A high price for change
Chief Actuary for CMS Paul Spitalnic raised concerns after the law was passed, calling it a “short-term fix." His concerns were highlighted in a report the funding package would end in 2025. He wrote, “While the [new law] avoids the significant short-rate physician payment issues resulting from the current SGR system approach, it nevertheless raises important long-range concerns that would almost certainly need to be addressed by future legislation.”
The Congressional Budget Office estimates the package will cost $214 billion over the next decade, but since a portion will be offset by higher premiums for higher-income Medicare beneficiaries, the measure will add $141 billion to the deficit over that time period, as reported by the Wall Street Journal.

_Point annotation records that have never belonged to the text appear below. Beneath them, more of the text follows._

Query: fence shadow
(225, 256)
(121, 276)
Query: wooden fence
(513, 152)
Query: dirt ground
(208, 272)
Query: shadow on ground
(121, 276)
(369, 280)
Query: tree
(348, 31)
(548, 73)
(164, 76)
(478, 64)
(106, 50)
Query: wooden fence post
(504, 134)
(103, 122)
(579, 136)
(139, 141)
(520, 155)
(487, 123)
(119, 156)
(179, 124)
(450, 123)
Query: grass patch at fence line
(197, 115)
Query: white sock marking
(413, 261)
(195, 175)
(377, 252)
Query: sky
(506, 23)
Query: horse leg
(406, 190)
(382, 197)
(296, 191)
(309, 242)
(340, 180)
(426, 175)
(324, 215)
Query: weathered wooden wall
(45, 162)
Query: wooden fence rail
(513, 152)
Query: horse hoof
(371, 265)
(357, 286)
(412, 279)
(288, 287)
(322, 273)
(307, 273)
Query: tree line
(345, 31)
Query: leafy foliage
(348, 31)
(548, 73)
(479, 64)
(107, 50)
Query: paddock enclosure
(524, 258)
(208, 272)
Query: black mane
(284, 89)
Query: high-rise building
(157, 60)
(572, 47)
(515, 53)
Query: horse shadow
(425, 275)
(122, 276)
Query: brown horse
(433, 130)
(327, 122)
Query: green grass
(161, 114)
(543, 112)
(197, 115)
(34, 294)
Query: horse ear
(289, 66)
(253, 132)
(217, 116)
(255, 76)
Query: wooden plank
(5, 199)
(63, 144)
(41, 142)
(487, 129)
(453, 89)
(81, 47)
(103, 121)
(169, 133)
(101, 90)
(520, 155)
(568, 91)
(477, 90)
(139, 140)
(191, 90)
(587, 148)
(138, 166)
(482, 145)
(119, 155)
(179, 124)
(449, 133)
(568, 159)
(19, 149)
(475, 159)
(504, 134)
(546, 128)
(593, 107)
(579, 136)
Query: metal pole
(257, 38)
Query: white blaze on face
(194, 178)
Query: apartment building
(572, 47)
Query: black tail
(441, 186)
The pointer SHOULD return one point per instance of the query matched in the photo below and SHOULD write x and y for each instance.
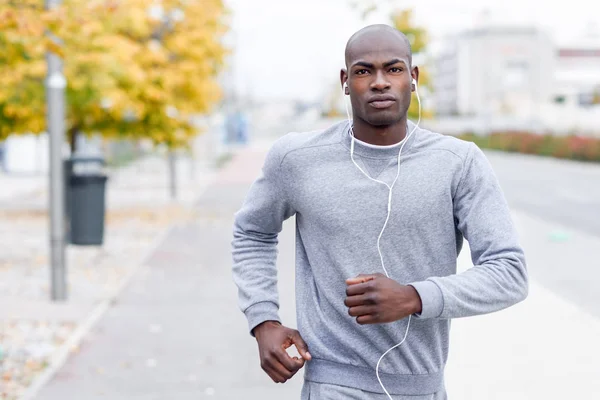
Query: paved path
(176, 332)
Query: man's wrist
(265, 325)
(417, 303)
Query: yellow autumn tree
(403, 21)
(135, 68)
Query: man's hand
(273, 340)
(377, 299)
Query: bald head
(376, 37)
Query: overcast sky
(294, 48)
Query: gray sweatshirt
(446, 191)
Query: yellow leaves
(128, 64)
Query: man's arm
(499, 276)
(256, 228)
(254, 246)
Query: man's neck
(379, 135)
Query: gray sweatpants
(323, 391)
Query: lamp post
(55, 119)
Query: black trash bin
(86, 200)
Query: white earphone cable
(389, 209)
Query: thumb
(359, 279)
(301, 346)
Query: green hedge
(570, 147)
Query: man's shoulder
(431, 140)
(295, 141)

However, a Medicare Trustees 2015 report estimated the CMS actuarial score of the bill projected $387 billion would be reduced from Medicare Part A (hospital insurance) unfunded liability and $2.5 trillion reduced from Medicare Part B (doctor visits) unfunded liability. When combined, this results in a $3 trillion reduction in the present value of Medicare’s unfunded liabilities. “Considering Medicare’s unfunded liability before MACRA was nearly $45 trillion, a $3 trillion reduction is a modest, but nonetheless very real improvement to system finances,” according to a Forbes article. Ryan Ellis, the article's author, wrote, “Consider the ratio involved here. For a little more spending over the next decade ($141 billion), Congress cut the unfunded liabilities of Medicare by $3 trillion. That’s a ratio of 20:1. That’s fantastic.”

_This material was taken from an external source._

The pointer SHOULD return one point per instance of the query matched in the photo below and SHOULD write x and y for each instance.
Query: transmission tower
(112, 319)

The journey to value-based payments most likely will involve more coordination between payers and providers. “The move to value-based payment will be much more effective if Medicare continues to actively seek partnerships with private insurers, state Medicaid, and other federal programs that adopt value-based payment methods. The ultimate goal is to transform the delivery of care for everyone, improving patient outcomes and care experiences, preventing avoidable hospitalization, and lowering costs,” a Commonwealth Fund report concluded.